Ministry of Health spokeswoman Or Vandine expressed concerns that the Mu variant of Covid-19 could be imported to Cambodia in the same manner that the Alpha and Delta variants were previously.

Speaking to reporters during a ceremony to wrap up the vaccination campaign in Svay Rieng province on September 13, Vandine said Mu has not been detected yet in Cambodia, but it has already reached around 40 countries worldwide.

“It will be no different from Alpha or Delta. Our people will contract it if they don’t follow the preventive health measures. I think Mu’s presence here may be inevitable, just like Alpha and Delta. We never had those before and then the infections began to spread one after another,” she said.

Vandine, who is also head of the national Covid-19 vaccination committee, said Cambodia’s public health systems have plans in place to deal with new variants and the health ministry will continue to be able to control the Covid-19 situation and prevent it from deteriorating further.

“I beg our compatriots to be always vigilant. I appeal again and again that they must always protect themselves. It is of utmost importance to prevent the disease at the individual and community levels,” Vandine said.

According to Vandine, Mu is currently being studied by the World Health Organisation to determine its characteristics. They are studying its transmission capacity to determine whether it is as contagious as Alpha and Delta.

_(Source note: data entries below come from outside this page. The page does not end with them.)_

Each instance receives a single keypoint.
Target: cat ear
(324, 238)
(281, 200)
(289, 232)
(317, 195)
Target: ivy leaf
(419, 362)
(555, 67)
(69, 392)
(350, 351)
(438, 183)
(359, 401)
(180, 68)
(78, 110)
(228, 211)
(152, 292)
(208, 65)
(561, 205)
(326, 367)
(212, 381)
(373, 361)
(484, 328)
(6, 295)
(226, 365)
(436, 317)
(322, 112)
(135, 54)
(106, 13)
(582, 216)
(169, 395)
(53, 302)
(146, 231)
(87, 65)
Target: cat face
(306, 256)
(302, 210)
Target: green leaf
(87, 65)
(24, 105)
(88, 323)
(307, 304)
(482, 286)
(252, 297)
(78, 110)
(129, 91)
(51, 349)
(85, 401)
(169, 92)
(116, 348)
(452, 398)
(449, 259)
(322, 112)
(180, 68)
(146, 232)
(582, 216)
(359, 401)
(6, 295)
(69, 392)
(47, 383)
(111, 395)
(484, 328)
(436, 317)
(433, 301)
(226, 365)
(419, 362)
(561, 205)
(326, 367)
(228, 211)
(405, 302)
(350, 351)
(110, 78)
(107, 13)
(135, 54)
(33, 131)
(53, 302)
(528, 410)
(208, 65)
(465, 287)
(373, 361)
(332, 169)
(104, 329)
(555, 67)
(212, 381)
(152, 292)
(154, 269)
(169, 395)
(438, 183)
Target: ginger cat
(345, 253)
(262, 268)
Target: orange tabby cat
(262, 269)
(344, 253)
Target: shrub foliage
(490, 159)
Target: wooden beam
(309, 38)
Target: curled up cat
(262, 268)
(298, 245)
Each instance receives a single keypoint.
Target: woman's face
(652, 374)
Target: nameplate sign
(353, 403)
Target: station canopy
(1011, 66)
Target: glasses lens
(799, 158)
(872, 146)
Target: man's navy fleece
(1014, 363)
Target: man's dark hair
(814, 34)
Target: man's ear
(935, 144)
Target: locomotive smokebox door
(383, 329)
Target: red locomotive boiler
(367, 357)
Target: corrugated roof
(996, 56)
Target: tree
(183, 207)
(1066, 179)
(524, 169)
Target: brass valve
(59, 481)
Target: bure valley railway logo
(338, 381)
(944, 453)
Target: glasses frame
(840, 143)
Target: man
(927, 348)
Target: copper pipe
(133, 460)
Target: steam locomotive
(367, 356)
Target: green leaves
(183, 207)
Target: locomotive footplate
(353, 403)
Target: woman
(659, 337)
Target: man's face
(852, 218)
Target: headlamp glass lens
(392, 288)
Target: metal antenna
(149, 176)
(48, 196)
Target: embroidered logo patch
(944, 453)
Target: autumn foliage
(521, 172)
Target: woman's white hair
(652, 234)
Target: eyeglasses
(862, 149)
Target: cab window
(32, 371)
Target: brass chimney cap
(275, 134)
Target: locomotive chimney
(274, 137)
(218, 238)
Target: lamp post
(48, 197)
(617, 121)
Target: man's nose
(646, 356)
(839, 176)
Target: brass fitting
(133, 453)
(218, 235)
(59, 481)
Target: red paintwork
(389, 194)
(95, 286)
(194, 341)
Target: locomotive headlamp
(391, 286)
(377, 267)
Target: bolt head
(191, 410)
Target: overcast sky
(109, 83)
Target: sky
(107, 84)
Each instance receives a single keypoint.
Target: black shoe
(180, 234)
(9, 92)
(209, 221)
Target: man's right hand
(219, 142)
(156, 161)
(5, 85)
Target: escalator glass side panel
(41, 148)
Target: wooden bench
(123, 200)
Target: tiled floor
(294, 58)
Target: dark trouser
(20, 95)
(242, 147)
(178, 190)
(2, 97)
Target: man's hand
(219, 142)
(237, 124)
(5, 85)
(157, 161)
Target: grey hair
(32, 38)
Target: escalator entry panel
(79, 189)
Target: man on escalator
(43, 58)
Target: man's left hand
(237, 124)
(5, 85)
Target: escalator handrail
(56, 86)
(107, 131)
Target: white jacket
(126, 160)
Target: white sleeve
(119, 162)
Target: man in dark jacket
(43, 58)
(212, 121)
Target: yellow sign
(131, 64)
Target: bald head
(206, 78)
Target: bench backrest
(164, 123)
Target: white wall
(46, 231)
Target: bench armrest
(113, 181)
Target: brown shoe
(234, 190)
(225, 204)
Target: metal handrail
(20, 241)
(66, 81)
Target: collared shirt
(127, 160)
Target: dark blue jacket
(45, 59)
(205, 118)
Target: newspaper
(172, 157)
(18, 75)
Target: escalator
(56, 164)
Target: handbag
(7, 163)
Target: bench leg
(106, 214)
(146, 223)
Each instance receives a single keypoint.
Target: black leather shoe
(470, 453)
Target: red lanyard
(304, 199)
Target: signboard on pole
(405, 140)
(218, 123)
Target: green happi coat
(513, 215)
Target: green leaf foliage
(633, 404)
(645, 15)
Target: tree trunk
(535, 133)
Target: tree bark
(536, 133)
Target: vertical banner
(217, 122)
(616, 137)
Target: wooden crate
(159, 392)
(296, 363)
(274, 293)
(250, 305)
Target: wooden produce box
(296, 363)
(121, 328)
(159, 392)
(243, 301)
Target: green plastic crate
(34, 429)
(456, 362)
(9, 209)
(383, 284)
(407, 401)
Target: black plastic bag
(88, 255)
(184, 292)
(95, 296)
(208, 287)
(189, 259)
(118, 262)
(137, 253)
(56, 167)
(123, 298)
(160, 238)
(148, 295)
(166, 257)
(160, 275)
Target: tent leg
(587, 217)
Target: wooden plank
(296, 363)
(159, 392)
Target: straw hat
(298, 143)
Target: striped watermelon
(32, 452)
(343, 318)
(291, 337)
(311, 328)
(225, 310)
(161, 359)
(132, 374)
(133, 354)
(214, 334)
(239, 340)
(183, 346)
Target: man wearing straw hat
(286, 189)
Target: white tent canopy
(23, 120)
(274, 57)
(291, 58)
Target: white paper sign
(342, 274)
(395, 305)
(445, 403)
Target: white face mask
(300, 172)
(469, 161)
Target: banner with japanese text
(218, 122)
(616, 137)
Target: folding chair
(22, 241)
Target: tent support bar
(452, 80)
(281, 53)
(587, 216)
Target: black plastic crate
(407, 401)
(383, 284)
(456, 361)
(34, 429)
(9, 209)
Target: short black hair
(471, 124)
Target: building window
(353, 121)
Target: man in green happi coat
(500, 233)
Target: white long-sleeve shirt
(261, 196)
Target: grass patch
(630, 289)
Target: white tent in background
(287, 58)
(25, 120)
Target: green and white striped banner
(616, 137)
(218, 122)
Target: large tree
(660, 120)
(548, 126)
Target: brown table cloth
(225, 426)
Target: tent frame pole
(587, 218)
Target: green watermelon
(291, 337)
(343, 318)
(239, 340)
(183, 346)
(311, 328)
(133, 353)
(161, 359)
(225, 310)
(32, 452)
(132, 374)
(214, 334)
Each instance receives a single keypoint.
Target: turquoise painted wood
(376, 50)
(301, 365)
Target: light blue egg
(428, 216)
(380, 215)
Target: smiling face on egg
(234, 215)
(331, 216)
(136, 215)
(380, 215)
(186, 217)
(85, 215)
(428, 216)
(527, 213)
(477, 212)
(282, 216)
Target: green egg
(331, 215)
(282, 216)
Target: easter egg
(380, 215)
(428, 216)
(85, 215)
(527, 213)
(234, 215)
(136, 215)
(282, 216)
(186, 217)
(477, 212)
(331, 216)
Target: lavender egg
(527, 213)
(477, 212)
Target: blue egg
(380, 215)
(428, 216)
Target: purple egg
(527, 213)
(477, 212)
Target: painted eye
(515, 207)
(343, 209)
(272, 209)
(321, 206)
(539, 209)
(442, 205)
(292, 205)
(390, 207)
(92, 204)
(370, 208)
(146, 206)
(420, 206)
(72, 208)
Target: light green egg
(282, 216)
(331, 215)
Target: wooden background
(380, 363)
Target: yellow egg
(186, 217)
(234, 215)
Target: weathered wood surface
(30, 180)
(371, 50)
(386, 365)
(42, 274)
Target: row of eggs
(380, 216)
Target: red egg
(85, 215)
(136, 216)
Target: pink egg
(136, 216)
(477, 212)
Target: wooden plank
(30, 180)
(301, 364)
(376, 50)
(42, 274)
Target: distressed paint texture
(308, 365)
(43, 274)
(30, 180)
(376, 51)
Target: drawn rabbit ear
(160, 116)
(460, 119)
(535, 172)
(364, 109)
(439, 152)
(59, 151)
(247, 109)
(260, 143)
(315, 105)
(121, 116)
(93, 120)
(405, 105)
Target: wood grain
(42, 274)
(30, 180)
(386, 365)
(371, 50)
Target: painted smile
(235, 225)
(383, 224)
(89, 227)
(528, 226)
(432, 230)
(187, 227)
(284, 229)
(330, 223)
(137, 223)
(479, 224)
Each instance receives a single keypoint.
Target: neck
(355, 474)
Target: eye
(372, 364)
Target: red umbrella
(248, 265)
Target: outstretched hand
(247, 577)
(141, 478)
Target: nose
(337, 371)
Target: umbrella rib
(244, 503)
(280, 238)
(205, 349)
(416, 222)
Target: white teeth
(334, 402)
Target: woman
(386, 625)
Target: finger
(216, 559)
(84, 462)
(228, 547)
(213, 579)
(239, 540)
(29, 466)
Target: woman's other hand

However, the issue of most concern is whether or not Mu is able to get past our current vaccines more easily than the other variants due to some of its mutations. That question remains unanswered for now, pending further study.

In the meantime, Prime Minister Hun Sen and his wife Bun Rany received booster shots on September 14, joining the nearly 780,000 people across the country who have been vaccinated with third doses.

“Every one of us will get a third dose according to our plans. We can get it between four and six months after our second dose,” he said.

As of September 13, Cambodia had vaccinated more than 97.5 per cent of the target adult population of 10 million, with that goal expected to be 100 per cent completed within the next two weeks, according to the health ministry.